Did Moholy-Nagy Phone In These Paintings?

László Moholy-Nagy was a pioneer of multi-media art. He's often credited as a conceptualist too, largely on the strength of the so-called Telephone Paintings of 1922. Three (out of five), each titled Construction in Enamel, are in the retrospective at LACMA, "Moholy-Nagy: Future Present."
As Moholy told it in 1944,

"In 1922 I ordered by telephone from a sign factory five paintings in porcelain enamel. I had the factory's color chart before me and I sketched my paintings on graph paper. At the other end of the telephone, the factory supervisor had the same kind of paper divided in to squares. He took down the dictated shapes in the correct position. (It was like playing chess by correspondence.)"

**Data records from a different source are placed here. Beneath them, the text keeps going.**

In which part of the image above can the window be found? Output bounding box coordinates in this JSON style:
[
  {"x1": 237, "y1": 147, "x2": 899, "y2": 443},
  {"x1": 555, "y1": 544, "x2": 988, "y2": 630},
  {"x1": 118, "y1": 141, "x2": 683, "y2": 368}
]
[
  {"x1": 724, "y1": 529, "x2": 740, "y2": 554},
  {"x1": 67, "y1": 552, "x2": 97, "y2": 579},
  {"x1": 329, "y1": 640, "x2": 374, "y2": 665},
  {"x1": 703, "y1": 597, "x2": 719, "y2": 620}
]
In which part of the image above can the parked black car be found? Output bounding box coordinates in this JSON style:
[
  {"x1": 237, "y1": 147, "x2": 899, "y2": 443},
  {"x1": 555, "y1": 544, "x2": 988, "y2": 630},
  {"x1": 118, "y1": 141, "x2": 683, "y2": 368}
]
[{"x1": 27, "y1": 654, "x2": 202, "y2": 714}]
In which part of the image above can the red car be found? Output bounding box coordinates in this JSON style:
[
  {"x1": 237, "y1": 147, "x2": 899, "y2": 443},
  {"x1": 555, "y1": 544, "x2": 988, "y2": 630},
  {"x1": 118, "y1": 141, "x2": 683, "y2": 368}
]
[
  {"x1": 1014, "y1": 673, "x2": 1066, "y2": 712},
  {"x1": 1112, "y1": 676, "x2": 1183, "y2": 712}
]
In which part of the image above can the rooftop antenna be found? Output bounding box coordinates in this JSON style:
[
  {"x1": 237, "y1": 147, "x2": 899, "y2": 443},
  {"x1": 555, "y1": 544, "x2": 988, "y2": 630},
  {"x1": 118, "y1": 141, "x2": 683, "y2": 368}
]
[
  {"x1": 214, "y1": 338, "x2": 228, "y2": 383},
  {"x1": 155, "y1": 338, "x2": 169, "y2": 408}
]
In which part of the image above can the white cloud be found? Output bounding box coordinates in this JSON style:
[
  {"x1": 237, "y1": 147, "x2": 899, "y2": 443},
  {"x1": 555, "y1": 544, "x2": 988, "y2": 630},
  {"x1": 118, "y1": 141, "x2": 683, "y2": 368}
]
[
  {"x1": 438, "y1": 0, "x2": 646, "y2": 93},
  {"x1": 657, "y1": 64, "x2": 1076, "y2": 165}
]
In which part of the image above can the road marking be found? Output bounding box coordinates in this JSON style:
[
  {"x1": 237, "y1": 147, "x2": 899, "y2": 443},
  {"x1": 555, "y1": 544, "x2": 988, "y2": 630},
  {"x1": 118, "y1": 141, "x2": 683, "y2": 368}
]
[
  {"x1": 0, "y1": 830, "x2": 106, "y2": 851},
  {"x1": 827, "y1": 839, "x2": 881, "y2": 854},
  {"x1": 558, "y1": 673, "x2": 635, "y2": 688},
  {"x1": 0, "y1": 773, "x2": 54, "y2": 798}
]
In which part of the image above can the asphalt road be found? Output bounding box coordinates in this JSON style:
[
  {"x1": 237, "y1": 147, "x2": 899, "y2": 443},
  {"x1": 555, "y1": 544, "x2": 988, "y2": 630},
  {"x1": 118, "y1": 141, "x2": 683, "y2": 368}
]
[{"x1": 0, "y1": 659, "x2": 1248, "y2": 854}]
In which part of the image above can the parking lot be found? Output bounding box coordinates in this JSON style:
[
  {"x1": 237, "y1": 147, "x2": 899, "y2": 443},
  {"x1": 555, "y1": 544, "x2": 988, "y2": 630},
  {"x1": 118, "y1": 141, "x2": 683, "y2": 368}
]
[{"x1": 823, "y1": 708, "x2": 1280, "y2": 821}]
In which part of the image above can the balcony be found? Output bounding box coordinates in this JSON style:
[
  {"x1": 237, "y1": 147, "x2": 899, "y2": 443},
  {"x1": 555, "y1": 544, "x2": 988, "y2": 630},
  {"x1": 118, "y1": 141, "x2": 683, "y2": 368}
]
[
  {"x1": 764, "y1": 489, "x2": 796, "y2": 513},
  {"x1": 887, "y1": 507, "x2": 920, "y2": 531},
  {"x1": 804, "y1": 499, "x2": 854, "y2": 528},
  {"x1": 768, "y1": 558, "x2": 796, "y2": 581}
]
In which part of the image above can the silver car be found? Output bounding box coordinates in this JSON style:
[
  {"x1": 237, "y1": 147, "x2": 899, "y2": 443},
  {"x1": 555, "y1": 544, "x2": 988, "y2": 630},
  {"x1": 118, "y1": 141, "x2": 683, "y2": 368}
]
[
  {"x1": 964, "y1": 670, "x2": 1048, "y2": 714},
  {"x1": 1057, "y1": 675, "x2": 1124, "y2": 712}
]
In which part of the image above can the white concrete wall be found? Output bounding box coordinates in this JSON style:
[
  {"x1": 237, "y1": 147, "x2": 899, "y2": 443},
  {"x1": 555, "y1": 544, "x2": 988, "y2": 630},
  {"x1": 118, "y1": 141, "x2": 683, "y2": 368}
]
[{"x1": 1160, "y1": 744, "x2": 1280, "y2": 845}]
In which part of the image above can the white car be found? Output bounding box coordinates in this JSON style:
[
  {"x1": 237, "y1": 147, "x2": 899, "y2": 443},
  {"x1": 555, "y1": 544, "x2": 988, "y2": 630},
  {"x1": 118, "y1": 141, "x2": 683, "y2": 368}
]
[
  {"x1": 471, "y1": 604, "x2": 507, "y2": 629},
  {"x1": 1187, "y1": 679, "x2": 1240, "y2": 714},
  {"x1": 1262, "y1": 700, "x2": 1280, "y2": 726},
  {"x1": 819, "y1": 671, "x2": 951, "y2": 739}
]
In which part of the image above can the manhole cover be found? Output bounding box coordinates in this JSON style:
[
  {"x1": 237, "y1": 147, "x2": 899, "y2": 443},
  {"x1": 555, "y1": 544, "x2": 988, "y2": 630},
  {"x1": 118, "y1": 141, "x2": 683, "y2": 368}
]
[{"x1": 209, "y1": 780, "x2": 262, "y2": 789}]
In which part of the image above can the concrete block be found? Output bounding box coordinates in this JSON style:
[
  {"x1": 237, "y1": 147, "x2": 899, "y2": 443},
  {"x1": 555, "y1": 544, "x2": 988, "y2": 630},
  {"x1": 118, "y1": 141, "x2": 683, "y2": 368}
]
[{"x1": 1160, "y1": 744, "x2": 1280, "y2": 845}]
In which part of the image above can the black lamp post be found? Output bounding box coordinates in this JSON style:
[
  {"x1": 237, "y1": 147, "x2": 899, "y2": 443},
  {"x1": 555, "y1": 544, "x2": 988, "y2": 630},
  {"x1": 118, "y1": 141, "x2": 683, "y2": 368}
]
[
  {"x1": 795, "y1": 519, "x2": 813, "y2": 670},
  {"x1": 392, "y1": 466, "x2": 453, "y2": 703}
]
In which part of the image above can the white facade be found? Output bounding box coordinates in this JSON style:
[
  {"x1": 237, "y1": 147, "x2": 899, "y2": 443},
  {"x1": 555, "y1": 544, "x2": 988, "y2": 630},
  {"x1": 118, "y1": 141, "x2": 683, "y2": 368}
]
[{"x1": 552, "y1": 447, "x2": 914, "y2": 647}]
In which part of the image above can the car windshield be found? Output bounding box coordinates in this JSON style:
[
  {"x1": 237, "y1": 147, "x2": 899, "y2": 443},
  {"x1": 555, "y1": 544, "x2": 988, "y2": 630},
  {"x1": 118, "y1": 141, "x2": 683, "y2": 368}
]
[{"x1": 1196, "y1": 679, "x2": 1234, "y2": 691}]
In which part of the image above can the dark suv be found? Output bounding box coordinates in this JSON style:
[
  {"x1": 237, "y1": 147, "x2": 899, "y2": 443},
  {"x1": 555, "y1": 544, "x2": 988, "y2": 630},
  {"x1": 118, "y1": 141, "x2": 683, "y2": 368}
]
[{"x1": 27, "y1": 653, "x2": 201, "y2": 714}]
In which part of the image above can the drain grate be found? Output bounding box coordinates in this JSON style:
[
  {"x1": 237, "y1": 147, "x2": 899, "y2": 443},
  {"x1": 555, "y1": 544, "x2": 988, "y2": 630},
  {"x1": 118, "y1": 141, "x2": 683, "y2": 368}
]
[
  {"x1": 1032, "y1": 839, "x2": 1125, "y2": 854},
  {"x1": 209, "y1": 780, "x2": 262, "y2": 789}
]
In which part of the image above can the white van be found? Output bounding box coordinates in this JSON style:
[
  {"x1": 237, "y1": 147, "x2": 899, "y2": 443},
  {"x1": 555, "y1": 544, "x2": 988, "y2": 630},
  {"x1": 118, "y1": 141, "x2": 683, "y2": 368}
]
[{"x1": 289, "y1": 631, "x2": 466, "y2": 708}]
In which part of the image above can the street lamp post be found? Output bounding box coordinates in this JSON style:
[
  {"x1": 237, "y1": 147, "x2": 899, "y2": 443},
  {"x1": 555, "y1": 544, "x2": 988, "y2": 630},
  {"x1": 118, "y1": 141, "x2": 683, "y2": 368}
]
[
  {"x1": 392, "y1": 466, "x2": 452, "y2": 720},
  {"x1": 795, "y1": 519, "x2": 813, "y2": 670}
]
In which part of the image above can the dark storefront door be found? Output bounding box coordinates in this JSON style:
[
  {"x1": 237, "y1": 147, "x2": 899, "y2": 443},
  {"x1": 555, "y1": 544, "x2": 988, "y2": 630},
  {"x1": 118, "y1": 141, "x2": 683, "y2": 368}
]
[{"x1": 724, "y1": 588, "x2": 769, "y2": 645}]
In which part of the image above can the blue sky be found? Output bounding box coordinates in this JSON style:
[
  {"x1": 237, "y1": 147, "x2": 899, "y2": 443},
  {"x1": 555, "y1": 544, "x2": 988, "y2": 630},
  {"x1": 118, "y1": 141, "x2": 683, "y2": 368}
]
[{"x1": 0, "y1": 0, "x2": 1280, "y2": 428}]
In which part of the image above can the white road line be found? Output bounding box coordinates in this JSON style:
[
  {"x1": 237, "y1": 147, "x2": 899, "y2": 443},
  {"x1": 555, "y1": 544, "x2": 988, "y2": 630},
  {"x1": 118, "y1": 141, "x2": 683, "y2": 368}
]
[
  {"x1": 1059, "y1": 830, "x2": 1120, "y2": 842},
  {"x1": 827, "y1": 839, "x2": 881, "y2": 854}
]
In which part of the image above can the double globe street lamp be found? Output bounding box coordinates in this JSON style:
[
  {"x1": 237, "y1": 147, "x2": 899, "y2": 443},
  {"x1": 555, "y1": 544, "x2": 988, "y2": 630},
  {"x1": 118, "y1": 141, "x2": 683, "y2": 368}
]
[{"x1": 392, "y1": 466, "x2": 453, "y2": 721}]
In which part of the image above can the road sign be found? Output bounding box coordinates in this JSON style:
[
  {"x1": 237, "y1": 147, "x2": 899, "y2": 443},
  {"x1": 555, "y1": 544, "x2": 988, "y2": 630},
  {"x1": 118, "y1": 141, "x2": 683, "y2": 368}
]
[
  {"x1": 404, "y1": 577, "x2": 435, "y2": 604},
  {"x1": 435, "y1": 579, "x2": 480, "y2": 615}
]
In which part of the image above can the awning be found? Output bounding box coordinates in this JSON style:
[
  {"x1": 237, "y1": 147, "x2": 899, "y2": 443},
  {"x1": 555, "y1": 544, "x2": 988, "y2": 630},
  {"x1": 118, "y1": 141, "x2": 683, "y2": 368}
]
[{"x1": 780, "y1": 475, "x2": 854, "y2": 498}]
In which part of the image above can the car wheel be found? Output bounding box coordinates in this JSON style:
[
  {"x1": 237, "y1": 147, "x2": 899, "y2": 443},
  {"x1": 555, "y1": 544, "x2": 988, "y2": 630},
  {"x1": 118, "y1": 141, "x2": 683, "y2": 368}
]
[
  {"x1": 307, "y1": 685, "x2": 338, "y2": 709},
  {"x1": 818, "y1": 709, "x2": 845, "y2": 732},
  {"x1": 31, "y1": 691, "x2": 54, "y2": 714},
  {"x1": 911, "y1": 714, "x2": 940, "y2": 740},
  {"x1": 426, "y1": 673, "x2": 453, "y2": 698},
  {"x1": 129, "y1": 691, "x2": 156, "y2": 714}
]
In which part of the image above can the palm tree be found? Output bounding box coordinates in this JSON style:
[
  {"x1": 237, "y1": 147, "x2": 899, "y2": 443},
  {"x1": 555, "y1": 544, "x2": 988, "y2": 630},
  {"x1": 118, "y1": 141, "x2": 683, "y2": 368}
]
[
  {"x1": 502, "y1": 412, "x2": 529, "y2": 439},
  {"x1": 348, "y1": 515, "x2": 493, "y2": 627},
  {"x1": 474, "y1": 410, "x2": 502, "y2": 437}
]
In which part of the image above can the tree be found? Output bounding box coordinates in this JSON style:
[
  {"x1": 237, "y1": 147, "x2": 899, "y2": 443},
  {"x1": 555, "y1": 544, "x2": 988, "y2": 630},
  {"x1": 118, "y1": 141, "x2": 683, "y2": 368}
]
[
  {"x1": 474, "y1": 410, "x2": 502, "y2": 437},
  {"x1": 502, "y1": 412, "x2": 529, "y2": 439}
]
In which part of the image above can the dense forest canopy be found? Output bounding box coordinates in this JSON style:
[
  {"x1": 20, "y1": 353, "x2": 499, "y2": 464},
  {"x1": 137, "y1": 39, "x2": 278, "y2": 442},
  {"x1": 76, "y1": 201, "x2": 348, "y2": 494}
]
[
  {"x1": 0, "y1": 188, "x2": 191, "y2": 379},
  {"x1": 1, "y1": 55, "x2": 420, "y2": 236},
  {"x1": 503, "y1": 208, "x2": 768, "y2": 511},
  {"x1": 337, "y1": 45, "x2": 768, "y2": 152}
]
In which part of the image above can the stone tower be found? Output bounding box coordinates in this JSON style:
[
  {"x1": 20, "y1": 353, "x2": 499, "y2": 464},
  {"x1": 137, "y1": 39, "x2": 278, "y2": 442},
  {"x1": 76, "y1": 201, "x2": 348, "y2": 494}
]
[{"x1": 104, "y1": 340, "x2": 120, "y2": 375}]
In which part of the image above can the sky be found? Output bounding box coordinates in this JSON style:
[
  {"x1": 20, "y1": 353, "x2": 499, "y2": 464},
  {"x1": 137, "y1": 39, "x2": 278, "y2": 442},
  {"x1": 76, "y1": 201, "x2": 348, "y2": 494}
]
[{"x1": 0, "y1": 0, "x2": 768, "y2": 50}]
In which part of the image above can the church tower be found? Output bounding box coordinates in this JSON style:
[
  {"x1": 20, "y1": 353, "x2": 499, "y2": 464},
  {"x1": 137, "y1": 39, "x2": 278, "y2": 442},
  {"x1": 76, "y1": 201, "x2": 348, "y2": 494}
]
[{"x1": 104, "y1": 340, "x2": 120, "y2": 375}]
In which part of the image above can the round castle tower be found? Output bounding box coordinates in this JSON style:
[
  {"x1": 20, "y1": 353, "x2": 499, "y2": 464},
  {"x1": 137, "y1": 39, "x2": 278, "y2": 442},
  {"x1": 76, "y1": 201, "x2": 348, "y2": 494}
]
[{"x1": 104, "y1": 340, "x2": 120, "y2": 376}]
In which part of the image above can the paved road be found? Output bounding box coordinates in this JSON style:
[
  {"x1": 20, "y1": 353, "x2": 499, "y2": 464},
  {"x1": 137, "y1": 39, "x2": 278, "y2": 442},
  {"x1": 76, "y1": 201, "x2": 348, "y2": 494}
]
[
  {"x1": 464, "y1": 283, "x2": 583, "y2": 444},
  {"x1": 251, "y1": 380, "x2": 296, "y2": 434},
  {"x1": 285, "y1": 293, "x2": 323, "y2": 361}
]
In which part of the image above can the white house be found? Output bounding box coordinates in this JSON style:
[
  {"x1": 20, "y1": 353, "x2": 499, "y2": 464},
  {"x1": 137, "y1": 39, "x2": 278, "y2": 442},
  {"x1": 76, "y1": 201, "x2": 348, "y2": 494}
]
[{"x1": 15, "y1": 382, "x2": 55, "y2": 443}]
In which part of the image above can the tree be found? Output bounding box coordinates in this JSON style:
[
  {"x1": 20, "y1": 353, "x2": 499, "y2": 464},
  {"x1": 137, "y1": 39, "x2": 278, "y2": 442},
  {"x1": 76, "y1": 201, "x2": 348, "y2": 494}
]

This was long before Donald Judd and Sol LeWitt's plans for art to be executed by someone else. It's also long before the L.A. brand of not-so-minimal conceptualism. But Moholy's tale has been contested. In a 1972 book the artist's first wife, Lucia, said that László went to the sign factory in person to place the order. He told Lucia, "I even could have done it by telephone."
Early abstractionists have been accused of backdating non-objective works in order to stake a claim for art-historic priority. But Moholy couldn't have wanted to forge conceptualist credentials in the 1940s. Conceptualism wasn't a thing. My guess is that Moholy embellished the truth for the sake of good story. Not in dispute is that Moholy hired a commercial sign painter to create works from his instructions, which he then displayed as "art." That was insane for the time, and it's one reason that Moholy resonates today.
The telephone paintings invite comparison to Pasadena Museum curator Walter Hopps' account of Ed Ruscha's poster for "New Painting of Common Objects." Hopps wrote,

"Edward Rusha designed the poster by calling up a commercial printer who made posters for concerts and boxing matches. Ruscha dictated all the copy over the phone, and his only directions on the type and style were to 'make it loud!'"
The telephone paintings also resonate with the conceptualism of John Baldessari's commissioned paintings (shown, Baldessari's Commissioned Painting: A Painting by Edgar Transue, 1969) and Martin Kippenberger's billboards commissioned from commercial painters.
Somewhere after Kippenberger, digital technology replaced sign painters. The commercial was no longer conceptual. It was just cost-effective. Today artists routinely use digital sign makers to produce work on a big scale. MOCA Grand Avenue is currently sheathed in a commercially produced vinyl reproduction of a Jonas Wood painting, Still Life With Two Owls. Wood did a billboard for New York's High Line, and Henry Taylor is doing another.
Moholy-Nagy's telephone paintings also anticipate the Internet painting mills that will copy any painting, at any size. The Chinese factory Artisoo.com knocks off Moholy-Nagy telephone paintings in seven sizes, more that Moholy-Nagy offered.